Nephrogenic diabetes insipidus (NDI) is characterised by an incapacity to concentrate urine despite normal or elevated levels of antidiuretic hormone (ADH).1 It can be genetic or acquired. The main causes of acquired are electrolyte imbalances, chronic renal insufficiency and various drugs,2 the most frequent of which is lithium, where NDI appears in 10–40%3 of patients treated. Because of the banal symptoms (polydipsia and polyuria) of NDI, it frequently goes unnoticed until there is fluid restriction. In this case, the resulting hypernatraemia can produce a potentially lethal confusional syndrome.

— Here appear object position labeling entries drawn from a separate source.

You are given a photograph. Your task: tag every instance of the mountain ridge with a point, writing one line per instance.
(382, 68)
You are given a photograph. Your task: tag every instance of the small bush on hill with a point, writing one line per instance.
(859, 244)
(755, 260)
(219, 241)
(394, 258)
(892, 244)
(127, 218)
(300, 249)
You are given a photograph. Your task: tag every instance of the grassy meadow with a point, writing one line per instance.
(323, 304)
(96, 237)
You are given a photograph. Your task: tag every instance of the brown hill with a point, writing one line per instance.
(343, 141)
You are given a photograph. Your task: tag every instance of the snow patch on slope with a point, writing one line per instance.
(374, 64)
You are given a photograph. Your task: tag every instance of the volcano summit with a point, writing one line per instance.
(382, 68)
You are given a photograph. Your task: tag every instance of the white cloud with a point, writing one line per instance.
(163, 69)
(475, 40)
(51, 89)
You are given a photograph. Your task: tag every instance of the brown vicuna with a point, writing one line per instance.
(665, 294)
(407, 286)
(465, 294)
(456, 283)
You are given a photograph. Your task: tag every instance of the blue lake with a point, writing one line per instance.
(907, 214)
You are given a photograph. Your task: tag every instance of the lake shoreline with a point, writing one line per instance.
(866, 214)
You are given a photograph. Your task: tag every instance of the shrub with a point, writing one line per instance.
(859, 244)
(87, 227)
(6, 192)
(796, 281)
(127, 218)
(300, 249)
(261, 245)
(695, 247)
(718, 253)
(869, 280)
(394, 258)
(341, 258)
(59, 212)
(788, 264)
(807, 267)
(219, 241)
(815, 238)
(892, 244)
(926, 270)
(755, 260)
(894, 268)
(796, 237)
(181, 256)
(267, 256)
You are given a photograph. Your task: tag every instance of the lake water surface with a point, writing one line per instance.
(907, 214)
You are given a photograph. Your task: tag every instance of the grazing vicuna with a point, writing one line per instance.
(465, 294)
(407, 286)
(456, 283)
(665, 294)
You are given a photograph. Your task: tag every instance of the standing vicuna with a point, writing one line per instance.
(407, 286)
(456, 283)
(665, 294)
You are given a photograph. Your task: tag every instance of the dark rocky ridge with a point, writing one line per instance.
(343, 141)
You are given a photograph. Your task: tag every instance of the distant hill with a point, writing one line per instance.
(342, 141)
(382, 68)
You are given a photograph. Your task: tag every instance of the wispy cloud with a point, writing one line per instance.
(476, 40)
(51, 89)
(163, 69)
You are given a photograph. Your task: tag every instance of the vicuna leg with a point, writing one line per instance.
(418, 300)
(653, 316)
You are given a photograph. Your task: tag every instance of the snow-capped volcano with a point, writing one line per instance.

We present the case of a 69-year-old man with bipolar disorder treated with lithium (currently 1200mg/day) for the last 14 years, sent to the Emergency Department for respiratory infection and oscillations in consciousness. Significant amongst his personal antecedents were the existence of osteoarthritis and metabolic syndrome with hypertension, obesity and mixed dyslipidemia; the patient was under treatment with enalapril 20mg/day, atorvastatin 40mg/day, acetylsalicylic acid 100mg/day, alprazolam 4mg/day and non-steroidal anti-inflammatory drugs (NSAIDs) on demand. In addition, following an ischaemic stroke 2 years earlier, he presented a right hemiparesis and frequent bronchial aspiration pneumonia. From the psychiatric viewpoint, the most striking incident was a suicide attempt when he was 58. The lithium dose had been maintained stable for the last year. The family indicated that the patient followed the treatment strictly, given that they administered it to him. The biochemical analyses performed in the emergency department showed serious hypernatraemia (sodium [Na]: 161mmol/l), with increased plasma osmolality (Osmp) (313mOsm/kg), decreased urinary osmolality (Osmou) (300mOsm/kg) and hyponatruria (49mmol/l). In spite of fluid therapy, the analytic alterations and cognitive deterioration intensified. The fluid balance showed polyuria of 4.5l/day; the family reported that this was what it had usually been for years and that they considered it to be normal given that the patient drank over 4l of liquid a day. They had always attributed this behaviour to his underlying pathology, so it had not been studied. Lithaemia was 0.73mmol/l and ADH plasma levels were 2pg/ml (both within normal value ranges). Because DI was suspected, the desmopressin (DDAVP) test was performed, after which the Osmp increased less than 10%; the diagnosis of NDI secondary to chronic lithium treatment was established. The lithium was suspended and treatment with hydrochlorothiazide (50mg/day) and ketorolac (50mg/8h) was instituted. The hydro-electrolytic imbalances and the confusional syndrome resolved 48h later.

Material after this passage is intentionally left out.